そして南部は綿花の輸出を増やしたいということで自由貿易を視聴しており、北部はイギリスの工業製品と競争するための保護貿易を視聴していました。
このように同じ国ではありながら、南部と北部では全然違う考え方を持っていたのです。これが南北戦争が起こった理由の1つです。
イギリスとの経済的な関係
南北戦争が起こったとき、イギリスはそれより前に産業革命を迎え、工業的にも大きく発展していました。
そして北部はアメリカでも工業発展をさせるため、イギリスからの工業製品の輸入を制限したかったのです。
これこそが保護貿易です。
外国からの商品に関税などをかけることなく自由に輸入してしまったら自国の製品が売れなくなってしまうという可能性がありますよね。

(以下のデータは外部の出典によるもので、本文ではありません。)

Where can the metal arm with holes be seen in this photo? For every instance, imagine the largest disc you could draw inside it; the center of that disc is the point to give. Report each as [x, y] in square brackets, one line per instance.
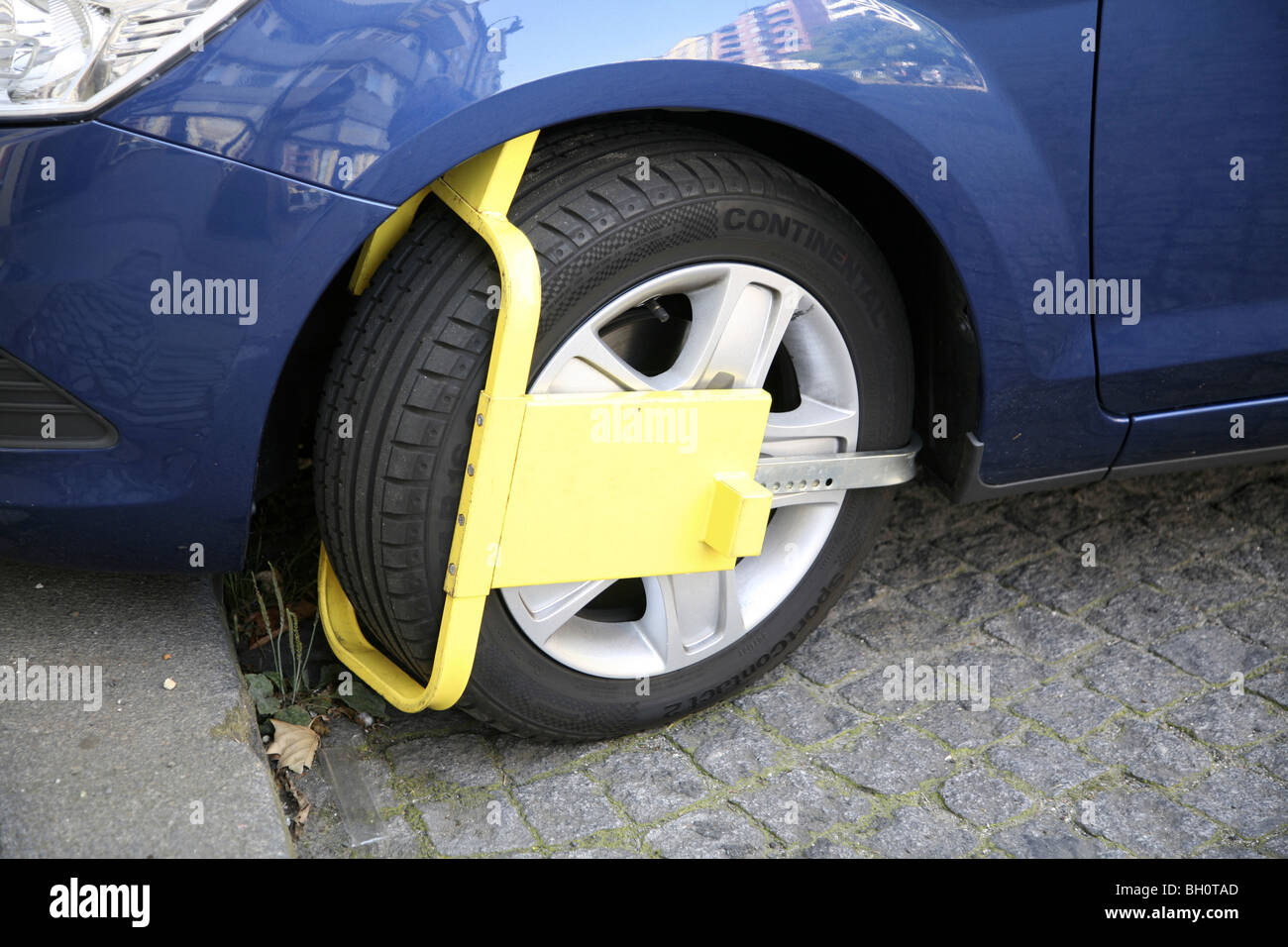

だからこそ、外国からの商品には税金をかけ、値段を上げるのです。
今の日本においても例えば外国から来た輸入品の食材は値段が高いですよね。
それと同じなのです。
つまり、南部は自由に綿花を輸出するために自由貿易を期待し、北部は自分たちの商品を守るために保護貿易を期待しました。
イギリスの存在を意識して北部は保護貿易を求めたのです。
このようにイギリスは南北戦争に大きな影響を与えているのです。
イギリスの介入を阻止
さらに北部にとっては南北戦争にイギリスの介入を妨げる必要がありました。
そのため1863年、リンカーンは奴隷解放宣言を出し、南北戦争は奴隷制度を廃止するための正義の戦争だと主張したのです。
イギリスではすでに奴隷制度を廃止していましたから、南北戦争のポイントが奴隷制の廃止ということになれば、奴隷制の味方をしている南部を応援することができなくなります。
確かに奴隷制をすでに廃止した国が奴隷制を利用した上でプランテーション農業を続けていきたいと考えている地域を応援したら矛盾が生じますよね。
リンカーンはこのようにしてイギリスの介入を妨げたのです。
言い換えれば奴隷解放宣言というものは人道的に出されたものではなく、政治的な目的を持った上で出されたものなのです。
まとめ
いかがでしょうか。
南北戦争にはイギリスが大きく関連していたということがわかりますね。
そして奴隷解放宣言はそんなイギリスの介入を妨げるために大切なものだったのです。